The rights afforded to people by the U.S. Constitution do not extend to their property. This means that when a law enforcement official suspects that someone’s property — including his or her car, money, home or gun — was involved in a crime, the official can seize that property and keep it.
When this happens, there’s next to nothing that individual can do about it.
Known as civil asset forfeiture, or “policing for profit,” the lawful policing policy is often described as a legal statute that most members of the public are largely unaware of until they or someone they know is affected.
Introduced in the 18th century, civil asset forfeiture was originally intended as a means for the U.S. government to legally claim the rights to items or “loot” left behind by pirates.
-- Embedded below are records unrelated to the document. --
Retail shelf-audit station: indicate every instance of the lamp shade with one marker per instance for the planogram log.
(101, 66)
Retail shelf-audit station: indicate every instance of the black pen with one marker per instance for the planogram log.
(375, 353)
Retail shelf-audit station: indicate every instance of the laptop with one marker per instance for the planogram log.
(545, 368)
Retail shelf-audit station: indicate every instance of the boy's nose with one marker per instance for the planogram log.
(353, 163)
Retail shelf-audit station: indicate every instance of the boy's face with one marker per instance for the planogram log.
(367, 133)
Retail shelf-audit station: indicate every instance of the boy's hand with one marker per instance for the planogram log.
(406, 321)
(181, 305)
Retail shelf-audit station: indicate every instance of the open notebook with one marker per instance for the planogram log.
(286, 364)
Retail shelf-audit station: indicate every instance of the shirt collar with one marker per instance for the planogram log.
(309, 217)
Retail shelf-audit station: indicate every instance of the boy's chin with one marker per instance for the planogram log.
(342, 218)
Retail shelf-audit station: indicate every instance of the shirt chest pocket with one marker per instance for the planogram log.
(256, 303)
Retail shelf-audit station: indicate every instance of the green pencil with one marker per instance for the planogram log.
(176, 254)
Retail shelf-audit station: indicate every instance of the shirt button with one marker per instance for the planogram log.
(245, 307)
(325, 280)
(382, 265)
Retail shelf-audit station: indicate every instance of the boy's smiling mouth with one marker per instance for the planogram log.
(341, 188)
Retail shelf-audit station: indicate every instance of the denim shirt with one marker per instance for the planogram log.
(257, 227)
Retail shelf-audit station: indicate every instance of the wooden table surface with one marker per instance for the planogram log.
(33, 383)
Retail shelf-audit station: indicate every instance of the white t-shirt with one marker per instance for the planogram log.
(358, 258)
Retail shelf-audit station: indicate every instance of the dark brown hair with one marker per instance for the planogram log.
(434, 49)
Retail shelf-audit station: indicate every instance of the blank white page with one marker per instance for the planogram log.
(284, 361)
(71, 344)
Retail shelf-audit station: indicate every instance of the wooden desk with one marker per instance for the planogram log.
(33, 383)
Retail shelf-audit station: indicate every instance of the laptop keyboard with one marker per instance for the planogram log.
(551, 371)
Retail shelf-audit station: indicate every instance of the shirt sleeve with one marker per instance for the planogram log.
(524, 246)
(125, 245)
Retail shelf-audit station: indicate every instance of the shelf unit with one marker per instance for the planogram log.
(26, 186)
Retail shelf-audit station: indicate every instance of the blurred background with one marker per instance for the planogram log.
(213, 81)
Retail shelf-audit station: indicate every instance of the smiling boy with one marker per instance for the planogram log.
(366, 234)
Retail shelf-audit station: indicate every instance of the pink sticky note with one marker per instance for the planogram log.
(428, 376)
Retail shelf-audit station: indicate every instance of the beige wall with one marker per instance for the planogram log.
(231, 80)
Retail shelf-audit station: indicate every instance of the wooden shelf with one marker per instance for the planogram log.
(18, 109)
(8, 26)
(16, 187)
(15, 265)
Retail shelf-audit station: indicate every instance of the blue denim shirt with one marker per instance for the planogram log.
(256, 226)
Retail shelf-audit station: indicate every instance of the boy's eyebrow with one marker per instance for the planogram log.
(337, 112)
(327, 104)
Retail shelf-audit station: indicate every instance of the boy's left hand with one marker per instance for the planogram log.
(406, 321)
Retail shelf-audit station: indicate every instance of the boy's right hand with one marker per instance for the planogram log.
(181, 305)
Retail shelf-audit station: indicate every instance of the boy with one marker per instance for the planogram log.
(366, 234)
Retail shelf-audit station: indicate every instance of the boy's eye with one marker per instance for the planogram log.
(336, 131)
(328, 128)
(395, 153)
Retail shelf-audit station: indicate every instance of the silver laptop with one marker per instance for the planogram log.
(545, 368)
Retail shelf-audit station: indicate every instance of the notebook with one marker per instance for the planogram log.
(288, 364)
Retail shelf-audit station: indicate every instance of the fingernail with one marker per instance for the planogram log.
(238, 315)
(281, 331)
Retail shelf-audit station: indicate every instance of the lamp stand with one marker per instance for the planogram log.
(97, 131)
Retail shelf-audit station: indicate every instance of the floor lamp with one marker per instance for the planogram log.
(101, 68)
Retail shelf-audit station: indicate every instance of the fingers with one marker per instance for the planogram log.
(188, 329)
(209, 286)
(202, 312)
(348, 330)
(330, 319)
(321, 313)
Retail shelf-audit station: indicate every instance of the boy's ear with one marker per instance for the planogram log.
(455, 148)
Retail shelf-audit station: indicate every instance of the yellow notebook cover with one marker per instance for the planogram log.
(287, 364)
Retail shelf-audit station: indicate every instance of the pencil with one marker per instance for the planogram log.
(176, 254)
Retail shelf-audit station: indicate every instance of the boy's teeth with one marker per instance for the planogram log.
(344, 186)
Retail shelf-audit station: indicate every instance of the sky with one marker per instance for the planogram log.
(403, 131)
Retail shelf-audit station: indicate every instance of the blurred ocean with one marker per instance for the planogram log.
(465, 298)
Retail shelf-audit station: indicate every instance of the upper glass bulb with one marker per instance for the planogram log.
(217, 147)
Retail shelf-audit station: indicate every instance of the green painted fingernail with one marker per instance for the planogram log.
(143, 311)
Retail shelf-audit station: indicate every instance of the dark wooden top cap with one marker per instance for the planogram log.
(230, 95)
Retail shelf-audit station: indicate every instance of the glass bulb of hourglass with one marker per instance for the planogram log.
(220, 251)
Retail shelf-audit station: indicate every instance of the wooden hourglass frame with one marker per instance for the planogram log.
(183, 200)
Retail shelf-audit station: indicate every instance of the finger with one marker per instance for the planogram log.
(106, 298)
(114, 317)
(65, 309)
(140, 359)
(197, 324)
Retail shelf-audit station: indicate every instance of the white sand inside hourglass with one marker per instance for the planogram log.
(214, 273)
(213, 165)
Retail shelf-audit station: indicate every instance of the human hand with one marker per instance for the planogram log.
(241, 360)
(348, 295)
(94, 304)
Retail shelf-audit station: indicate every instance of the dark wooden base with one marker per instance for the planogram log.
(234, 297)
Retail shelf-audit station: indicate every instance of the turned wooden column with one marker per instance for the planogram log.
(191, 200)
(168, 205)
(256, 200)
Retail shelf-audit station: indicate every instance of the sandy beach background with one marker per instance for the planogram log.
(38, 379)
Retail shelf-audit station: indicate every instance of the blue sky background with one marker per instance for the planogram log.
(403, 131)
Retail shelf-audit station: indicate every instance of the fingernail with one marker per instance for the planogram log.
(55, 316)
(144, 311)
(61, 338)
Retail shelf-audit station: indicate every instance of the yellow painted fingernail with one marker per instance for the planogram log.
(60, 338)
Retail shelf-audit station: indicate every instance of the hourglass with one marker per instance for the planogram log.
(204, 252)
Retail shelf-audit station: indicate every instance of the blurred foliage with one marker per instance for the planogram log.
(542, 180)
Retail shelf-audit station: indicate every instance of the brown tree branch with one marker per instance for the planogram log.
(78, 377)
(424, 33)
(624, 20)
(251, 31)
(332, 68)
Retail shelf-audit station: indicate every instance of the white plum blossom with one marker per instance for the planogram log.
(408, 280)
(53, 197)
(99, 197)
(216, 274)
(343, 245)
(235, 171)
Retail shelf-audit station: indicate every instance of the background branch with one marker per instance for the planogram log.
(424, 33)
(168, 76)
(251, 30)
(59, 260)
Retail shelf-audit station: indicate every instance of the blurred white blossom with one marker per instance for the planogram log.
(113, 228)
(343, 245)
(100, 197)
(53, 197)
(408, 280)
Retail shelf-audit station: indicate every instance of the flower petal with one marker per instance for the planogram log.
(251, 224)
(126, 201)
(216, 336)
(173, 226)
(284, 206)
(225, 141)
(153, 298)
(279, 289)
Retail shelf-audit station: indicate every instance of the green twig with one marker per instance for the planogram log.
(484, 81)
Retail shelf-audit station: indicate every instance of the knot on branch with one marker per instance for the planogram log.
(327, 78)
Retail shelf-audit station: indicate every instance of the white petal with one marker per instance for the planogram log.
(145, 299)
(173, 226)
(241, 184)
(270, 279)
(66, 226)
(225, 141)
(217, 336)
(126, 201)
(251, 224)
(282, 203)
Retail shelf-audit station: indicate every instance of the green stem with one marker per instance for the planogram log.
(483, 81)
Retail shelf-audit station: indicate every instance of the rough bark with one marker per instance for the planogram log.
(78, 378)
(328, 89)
Today, the law is reportedly used as a tool for dismantling large-scale drug operations, which is why civil asset forfeiture is more common in the Midwest and Southern states than in states with more progressive drug laws, such as California, Oregon and Washington state.
However, the practice is increasingly being seen as a way for police departments to make up for lost revenue. This is because people have had thousands of dollars in cash taken from them without being tried in court or even charged with a crime. The case of Alda Gentile, who was carrying $11,000 that she had planned to use to buy a home, is just one example of this.
According to the Institute for Justice, law enforcement in Minnesota seized more than $6.6 million worth of goods in 2012, 90 percent of which was used to supplement law enforcement budgets. The nonprofit law firm also noted that the police officers were not exactly seizing Ferraris and mansions from drug kingpins, as less than 4 percent of property seized in the state between 2003 and 2010 was worth more than $5,000.
In fact, the average value of property seized by law enforcement was only worth around $1,250, and it costs an average of $2,500 to challenge civil asset forfeiture in court.
Forfeited cash is often just put into the coffers of police departments, while property such as cars, guns or even PlayStations are often put up for auction. In the case of an auction, law enforcement keeps the profits from any sales.
One may assume that the Fourth Amendment would protect Gentile from having $11,000 in cash taken from her after she was stopped for speeding, especially since there isn’t a law dictating how much cash a person can legally carry. But there’s actually a loophole in the law that allows law enforcement to seize cash, stocks, real estate, vehicles, guns and other property, and keep it. Even if an individual is not charged or arrested for their involvement in any sort of crime, his or her property can still be seized lawfully because the property was suspected of having been involved in a crime. was essentially found guilty of being involved in a crime.
Constitutionally-granted rights, such as the right to a trial or a court-appointed lawyer, don’t apply to property, either. If someone wants to fight to get his stuff back, he is stuck paying 100 percent of the court fees. Further, his financial means to do so may have been affected by the fact that he just lost a great sum of money in the form of cash or a vehicle to the asset forfeiture.
Forfeiture laws vary by state in regards to how much a police department can legally seize, the amount of evidence required to prove that the property was used to commit a crime, and whether the burden of proof is on the property owner or law enforcement.
After analyzing the types of forfeiture laws in all 50 states, the Institute for Justice released a report in 2010, rating states based on the level of civil asset forfeiture abuse. West Virginia, Virginia, Texas and Michigan ranked as the worst states, since the burden on the state to prove that the property was involved in a crime was extremely low and police departments were able to keep 100 percent of everything they seized.
In Beckley, West Virginia, police seized $65,000 in cash and six different vehicles in 2008. The department used $10,000 of that money to purchase a new K-9 dog. In Texas, it was discovered that the 10 police departments that seized property the most relied on civil asset forfeiture to supplement about 37 percent of their total budgets.
Civil asset forfeiture is a troubling policy for those who are aware of it, and increased awareness of the practice in recent years has prompted lawmakers in some states to pass laws limiting law enforcement’s ability to seize a person’s assets.
Beginning on Aug. 1, Minnesota’s new legislation requires that before an individual’s property can be seized, law enforcement must either convict the individual or he or she must plead guilty to a crime or become an informant. The law, which received bipartisan support, also shifts the burden of proof onto the government, aligning with the language in the Constitution that says all persons are presumed innocent until proven guilty.
Since the amount of forfeiture-obtained revenue grew by 75 percent in the state between 2003 to 2010, even though the crime rate was actually dropping at that time, the general public and civil rights groups have come out in support of the law.
However, law enforcement has openly opposed the legislation. John Kingrey, executive director of the Minnesota County Attorneys Association, argued that more drugs and guns will be on the streets as a result of the law.
In response to arguments put forth by law enforcement, Lee McGrath, legislative counsel for the Institute for Justice’s Minnesota chapter, who advocated for this legislation, argued that law enforcement’s concerns about public safety are “a guise for law enforcement’s refusal to negotiate about reforming the forfeiture laws,” and said this law is actually quite modest.